Panggung Sandiwara
Dunia ini
panggung sandiwara
Cerita yang mudah berubah
Kisah Mahabarata atau tragedi dari Yunani
Setiap kita dapat satu peranan
Yang harus kita mainkan
Ada peran wajar ada peran berpura pura
Mengapa kita bersandiwara
Mengapa kita bersandiwara
Peran yang kocak bikin kita terbahak bahak
Peran bercinta bikin orang mabuk kepayang
Dunia ini penuh peranan
Dunia ini bagaikan jembatan kehidupan
Mengapa kita bersandiwara
Mengapa kita bersandiwara
Dunia ini penuh peranan
Dunia ini bagaikan jembatan kehidupan
Mengapa kita bersandiwara
(Achmad Albar - Panggung Sandiwara)
...
“Naskahmu sudah kau hafal, keh?”
“Sudah, pak.”
Pria di depanku ini mengangguk-nganggukkan kepalanya, sambil
memilin-milin jenggotnya.
“Fokuslah, keh. Sejak minggu kemarin kamu
kaku sekali.”
Aku hanya membalas ucapannya dengan selengkung senyuman. Kugigiti
kembali permen karet di gigiku. Waktu tampil semakin dekat.
Pria itu menepuk bahuku pelan. Dia langkahkan kakinya menuju pemain
lain.
...
Sejujurnya masalahku bukanlah menghafal naskah. Sungguh, bagiku itu
bukanlah hal yang susah. Aku bisa menghafal sesuatu dengan mudah.
Hanya saja,
Semenjak minggu kemarin, lawan mainku diganti.
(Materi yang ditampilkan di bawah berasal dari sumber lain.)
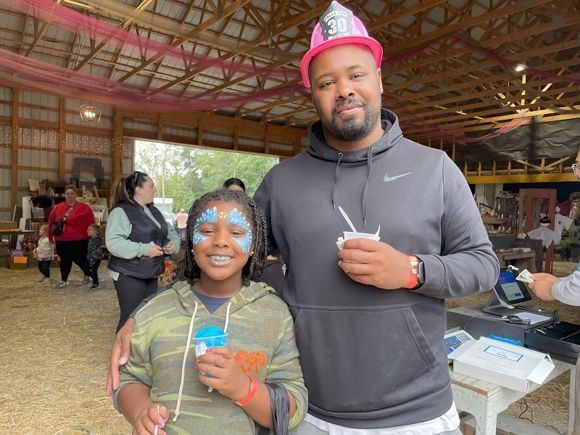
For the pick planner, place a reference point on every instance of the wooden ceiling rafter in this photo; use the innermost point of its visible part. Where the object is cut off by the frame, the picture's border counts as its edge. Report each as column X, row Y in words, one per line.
column 448, row 63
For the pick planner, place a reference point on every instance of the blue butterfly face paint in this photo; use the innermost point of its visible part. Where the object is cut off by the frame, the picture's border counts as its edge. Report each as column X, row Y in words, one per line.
column 208, row 216
column 238, row 219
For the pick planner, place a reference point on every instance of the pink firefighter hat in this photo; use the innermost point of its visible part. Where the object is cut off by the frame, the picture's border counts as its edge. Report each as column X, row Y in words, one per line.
column 338, row 26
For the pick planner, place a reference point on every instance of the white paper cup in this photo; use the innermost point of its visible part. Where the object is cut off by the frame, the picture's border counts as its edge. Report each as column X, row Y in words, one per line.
column 348, row 235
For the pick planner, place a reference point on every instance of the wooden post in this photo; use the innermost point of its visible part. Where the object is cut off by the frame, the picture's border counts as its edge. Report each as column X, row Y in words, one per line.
column 117, row 146
column 61, row 138
column 15, row 146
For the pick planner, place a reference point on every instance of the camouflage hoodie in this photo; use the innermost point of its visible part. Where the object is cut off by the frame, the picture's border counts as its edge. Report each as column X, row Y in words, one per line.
column 260, row 333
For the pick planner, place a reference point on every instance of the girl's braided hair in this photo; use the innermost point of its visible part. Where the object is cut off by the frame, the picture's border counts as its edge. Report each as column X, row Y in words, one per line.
column 253, row 268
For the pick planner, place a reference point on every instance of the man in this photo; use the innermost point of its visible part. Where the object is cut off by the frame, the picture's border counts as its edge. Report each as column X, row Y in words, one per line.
column 370, row 323
column 369, row 329
column 181, row 223
column 547, row 287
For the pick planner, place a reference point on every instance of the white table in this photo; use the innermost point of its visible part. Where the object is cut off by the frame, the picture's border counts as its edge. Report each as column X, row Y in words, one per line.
column 485, row 401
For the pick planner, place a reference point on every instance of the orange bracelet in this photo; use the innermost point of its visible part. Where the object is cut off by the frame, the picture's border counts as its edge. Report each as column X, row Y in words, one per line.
column 253, row 388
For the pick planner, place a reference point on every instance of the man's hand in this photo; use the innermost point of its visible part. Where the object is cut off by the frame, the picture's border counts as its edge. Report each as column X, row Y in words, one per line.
column 149, row 417
column 154, row 250
column 169, row 249
column 120, row 353
column 374, row 263
column 542, row 285
column 219, row 369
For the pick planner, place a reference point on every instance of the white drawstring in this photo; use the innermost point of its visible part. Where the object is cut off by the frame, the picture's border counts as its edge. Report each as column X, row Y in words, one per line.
column 184, row 362
column 227, row 317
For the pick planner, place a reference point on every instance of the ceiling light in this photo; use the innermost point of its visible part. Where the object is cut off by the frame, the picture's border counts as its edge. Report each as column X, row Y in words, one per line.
column 89, row 113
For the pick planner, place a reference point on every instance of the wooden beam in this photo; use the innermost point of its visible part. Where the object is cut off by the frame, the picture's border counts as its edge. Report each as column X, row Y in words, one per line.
column 528, row 178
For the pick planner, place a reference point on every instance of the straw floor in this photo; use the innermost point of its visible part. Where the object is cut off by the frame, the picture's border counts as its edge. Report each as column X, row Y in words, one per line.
column 55, row 349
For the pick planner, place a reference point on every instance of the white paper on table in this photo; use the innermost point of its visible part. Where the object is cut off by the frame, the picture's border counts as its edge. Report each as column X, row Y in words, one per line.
column 533, row 317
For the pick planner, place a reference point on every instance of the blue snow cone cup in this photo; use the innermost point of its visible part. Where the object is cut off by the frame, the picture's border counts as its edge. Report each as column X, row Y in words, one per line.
column 208, row 337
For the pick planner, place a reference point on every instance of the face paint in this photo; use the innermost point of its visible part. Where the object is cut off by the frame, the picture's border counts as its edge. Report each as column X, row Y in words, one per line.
column 237, row 218
column 208, row 216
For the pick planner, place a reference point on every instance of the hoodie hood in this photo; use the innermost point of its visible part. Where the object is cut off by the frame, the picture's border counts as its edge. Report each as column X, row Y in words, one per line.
column 321, row 150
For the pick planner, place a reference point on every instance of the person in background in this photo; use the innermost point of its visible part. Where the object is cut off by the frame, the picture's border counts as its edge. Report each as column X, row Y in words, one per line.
column 94, row 255
column 547, row 287
column 234, row 184
column 273, row 272
column 137, row 237
column 71, row 244
column 181, row 223
column 256, row 378
column 44, row 253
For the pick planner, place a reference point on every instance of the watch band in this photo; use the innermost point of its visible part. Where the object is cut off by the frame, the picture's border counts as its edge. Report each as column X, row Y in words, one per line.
column 414, row 275
column 253, row 388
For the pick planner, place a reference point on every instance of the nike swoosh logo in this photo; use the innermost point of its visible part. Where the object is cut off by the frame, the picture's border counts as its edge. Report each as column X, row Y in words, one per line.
column 386, row 178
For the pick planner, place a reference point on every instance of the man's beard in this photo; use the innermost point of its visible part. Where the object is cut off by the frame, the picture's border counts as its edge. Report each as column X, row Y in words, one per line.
column 352, row 129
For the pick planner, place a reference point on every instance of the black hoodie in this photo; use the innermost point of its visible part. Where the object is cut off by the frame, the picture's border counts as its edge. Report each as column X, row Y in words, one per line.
column 374, row 358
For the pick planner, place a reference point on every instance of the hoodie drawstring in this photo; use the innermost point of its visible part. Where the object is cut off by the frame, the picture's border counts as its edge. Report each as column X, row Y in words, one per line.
column 364, row 197
column 187, row 345
column 227, row 317
column 336, row 179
Menjadi perempuan itu.
Aku seperti hilang kendali, atas diriku sendiri.
Sejak pertama kali aku latihan drama dengannya. Aku bagaikan robot di
atas panggung.
Melafalkan naskah yang sudah kuafal di luar kepala.. Tanpa ekspresi dan
akting yang mendukung.
Perempuan itu,
Sepertinya memakluminya. Dia memang lebih dulu terjun ke bidang teater
ini.
Namun, dia anak baru di sini.
Dan semenjak kepindahannya, dia dipasangkan denganku. Dipasangkan
menjadi pasanganku, pula!
...
“ Rama!”
Tanpa sadar Shinta langsung melangkahkan
kakinya mendekati Rama dengan tangannya yang merentang ingin memeluk Rama,
Namun…
“
Tidak Shinta sebaiknya kau jangan mendekat sebelum memastikan bahwa kau masih
suci! “ Rama mengelak dari pelukan Shinta dan mengucapkannya dengan nada Ketus.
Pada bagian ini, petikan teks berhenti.